Construction minister Nick Boles has said it would be a “historic error” to fail to back HS2 or to make “huge” investments in London’s infrastructure before improving transport links in the North.
The issue of regional infrastructure investment was highlighted again this week when the prime minister and chancellor were in Leeds to speak at the launch of HS2 chairman Sir David Higgins’ report on high-speed rail connections in the North.
Just a day later, mayor of London Boris Johnson gave a keynote speech to reiterate the need for Crossrail 2 after Transport for London and Network Rail set out a preferred route, with a north-east alignment via Dalston and a protected spur to Hackney Central that could be extended.
Speaking exclusively to Construction News, Mr Boles said investment in London and the North should come “hand in hand”, but warned he “certainly wouldn’t be comfortable with the idea that you would not invest in the North and you were going to invest yet more in London’s infrastructure”.
“We were right to recommit to Crossrail… we needed capacity and I think the same argument is why any attempts to dilute the commitment to HS2 would be a dramatic, historic error”
Nick Boles, construction minister
Sir David this week published a report on the recommendations for the northern leg of the scheme.
His recommendations included a new transport body that would examine options, costs and a delivery timetable for an HS3 east-west rail connection.
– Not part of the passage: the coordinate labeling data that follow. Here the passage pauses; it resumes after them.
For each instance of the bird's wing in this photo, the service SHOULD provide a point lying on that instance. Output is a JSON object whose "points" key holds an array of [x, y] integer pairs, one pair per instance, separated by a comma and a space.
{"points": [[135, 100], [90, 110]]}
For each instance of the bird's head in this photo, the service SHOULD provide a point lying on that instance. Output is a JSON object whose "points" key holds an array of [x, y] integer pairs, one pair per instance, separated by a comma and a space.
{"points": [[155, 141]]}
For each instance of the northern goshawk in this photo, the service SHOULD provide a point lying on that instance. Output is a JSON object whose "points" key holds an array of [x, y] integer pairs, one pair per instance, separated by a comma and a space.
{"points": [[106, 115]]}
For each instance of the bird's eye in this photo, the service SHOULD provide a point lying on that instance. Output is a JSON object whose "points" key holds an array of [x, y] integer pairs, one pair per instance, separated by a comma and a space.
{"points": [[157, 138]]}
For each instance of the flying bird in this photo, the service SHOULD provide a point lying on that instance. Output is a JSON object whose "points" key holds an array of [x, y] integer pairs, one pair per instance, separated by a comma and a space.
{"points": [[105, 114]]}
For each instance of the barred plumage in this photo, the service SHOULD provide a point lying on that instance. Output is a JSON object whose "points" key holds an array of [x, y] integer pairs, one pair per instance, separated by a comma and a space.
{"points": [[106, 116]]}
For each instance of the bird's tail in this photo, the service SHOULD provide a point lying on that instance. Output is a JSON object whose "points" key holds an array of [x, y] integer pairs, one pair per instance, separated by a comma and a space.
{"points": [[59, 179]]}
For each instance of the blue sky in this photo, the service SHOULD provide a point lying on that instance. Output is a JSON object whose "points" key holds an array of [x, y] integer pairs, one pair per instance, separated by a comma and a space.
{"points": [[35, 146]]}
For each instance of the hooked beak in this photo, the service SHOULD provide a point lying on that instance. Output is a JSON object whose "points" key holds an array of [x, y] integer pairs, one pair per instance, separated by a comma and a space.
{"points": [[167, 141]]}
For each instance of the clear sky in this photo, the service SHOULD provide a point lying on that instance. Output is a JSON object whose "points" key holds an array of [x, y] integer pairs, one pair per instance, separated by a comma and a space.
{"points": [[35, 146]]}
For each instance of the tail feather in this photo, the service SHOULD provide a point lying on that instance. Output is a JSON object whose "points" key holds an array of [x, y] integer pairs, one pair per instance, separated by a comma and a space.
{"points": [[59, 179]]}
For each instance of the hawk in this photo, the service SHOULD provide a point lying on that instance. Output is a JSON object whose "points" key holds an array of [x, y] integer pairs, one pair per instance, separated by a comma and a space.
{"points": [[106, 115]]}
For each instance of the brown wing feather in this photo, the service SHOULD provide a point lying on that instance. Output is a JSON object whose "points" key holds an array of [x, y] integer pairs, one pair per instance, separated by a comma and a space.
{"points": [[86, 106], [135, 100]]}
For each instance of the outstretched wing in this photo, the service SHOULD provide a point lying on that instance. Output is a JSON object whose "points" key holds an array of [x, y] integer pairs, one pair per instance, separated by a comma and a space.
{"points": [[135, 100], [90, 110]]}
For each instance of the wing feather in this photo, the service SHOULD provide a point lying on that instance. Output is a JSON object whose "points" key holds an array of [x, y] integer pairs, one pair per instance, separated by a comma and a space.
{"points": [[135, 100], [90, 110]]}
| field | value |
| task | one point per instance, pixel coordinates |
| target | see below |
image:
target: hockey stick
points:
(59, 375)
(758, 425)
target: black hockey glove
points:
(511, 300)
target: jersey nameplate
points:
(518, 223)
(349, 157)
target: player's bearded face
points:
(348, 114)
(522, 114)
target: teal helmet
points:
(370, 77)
Mr Boles said proposals to think more broadly about cross-country links in the North, including an HS3 route, was the right thing to do because it gave companies the opportunity to expand their businesses beyond London while still benefiting from the capital.
“I’m certainly in no doubt that even in very tough financial times we were right to recommit to Crossrail… we needed capacity and I think the exact same argument is the reason why any attempts to dilute the commitment to HS2 would be a dramatic, historic error,” he said.
The former planning minister, who Construction News revealed had been appointed to the construction brief in August, said it was important not to take a “like it or lump it” approach when planning projects.
“We’re certainly encouraging firms to look at forms of relationships, whether that’s joint ventures, partnerships – and we’re seeing different relationships form now”
Simon Kirby, HS2
He added: “We’re right to spend a long time and money and planning in trying to take on people’s concerns and make modifications, but ultimately this should not deflect us from the overarching national requirement for projects like HS2 to go ahead.”
Mr Boles said the Conservatives had maintained investment in infrastructure and demonstrated that the party did not just invest in “popular” projects.
“We do things in essence that in the long run will improve the economic competitiveness of Britain.
“So [I would say to industry]: stick to the plan. It’s beginning to work and benefit everyone.”
High Speed Rail: next steps
December 2014 Chancellor George Osborne will set out further detail on his plans to devolve powers to northern cities – paving the way for development on HS3 to move forward more quickly.
March 2015 The government will issue a report detailing how much it expects the construction of HS3 to cost. David Cameron said that if it costs the same per mile as HS2 then it will cost up to £7bn.
2016 First major construction contracts will be awarded following Royal Assent. Packages are split into six categories: design and services; surface route; railway systems; stations; tunnels; and rolling stock.
2017 Construction on HS2 expected to begin. Phase one from London to Birmingham will begin first under current plans, with Sir David Higgins stating that phase two is “three years behind” it. Phase one will open in 2026.
2027 Sir David recommended that the proposed North-west hub at Crewe should complete in 2027, six years ahead of current plans. The hub still has to be approved by politicians, as it extends phase one 43 miles further north than originally planned.
Procurement for construction contracts on HS2 is due to begin early next year, and HS2 chief executive Simon Kirby told Construction News that it is encouraging UK firms to look at partnering to win work.
“We’re certainly encouraging them to look at forms of relationships, whether that’s joint ventures, partnerships, whatever – and we’re seeing different relationships form now,” he said.
“It does depend on what part of the supply chain they’re in and what it is they’re going to do.
“In some cases you’ll get a UK SME that isn’t in the rail sector, or is in rail but outside the Network Rail/TfL space, that wants to do something on HS2. We’re certainly not against JVs.”
“There’s still a substantial uplift in construction activity, so I don’t think there’s any dramatic reason for concern in the industry”
Nick Boles, construction minister
Mr Boles, who has responsibility for construction and skills as well as the rail and retail sectors, said the biggest issue facing the construction industry was a lack of skills in the sector.
He said there had not been consistent investment into skills by the industry through the recession.
“It is a very fragmented industry, with the way in which the layers of contractors and subcontractors work, so it’s not quite clear who would take responsibility of that consistent investment through the down times.”
Mr Boles said the government had a role to play to incentivise more apprenticeships and make the industry more attractive for new entrants, but that this must go all the way down the supply chain to properly address the problem.
The minister said he was not concerned about the effect a recent spate of profit warnings from contractors would have on the UK’s wider economic recovery.
“There’s still a substantial uplift in construction activity in residential, commercial and big infrastructure projects, so I don’t think there’s any dramatic reason for concern in the industry.”